Her stomach was grumbling. She’d brought food – dried venison, smoked fish, and three apples. She was two bites into her second apple when the hovershuttle spoke again. Except this time it sounded different, slightly broken up. And angry.
“Tem, why are you returning to Bosa without us? The plan was to meet in Ilium.”
Katja froze. It wasn’t the ship speaking, but rather a person from the ringship settlement. People from the Stanford, including Car-En’s friend Lydia, had created their own town of sorts – Ilium.
“Who is speaking?” Katja asked tentatively.
“This is Maggie. Who is this?”
She wasn’t sure what to say. What would happen if she confessed to stealing the hovershuttle? Could they turn off the engine, plunging her into the cold sea below?
“What the hell is going on? Where is Tem?”

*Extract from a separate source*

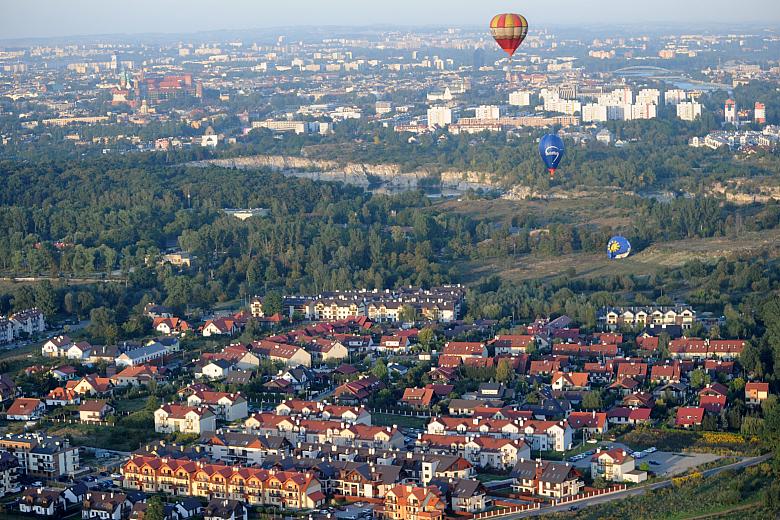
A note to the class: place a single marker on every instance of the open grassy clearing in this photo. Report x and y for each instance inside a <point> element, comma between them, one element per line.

Maggie. Tem’s lover in Ilium. He’d spoken fondly of the girl, though that hadn’t stopped him from rutting with Saga in Trond’s smithy last night. She’d overheard more than she’d wanted to.
Still, there was genuine fear in Maggie’s voice – she cared about Tem. And Tem was her own flesh and blood.
“He’s fine,” Katja said. “Though he may need a ride. He’s still in Happdal.”
“Who is this?”
“It doesn’t matter. I stole the hovershuttle. There’s something I need to do in Bosa. Please don’t turn it off – I’m over the water.”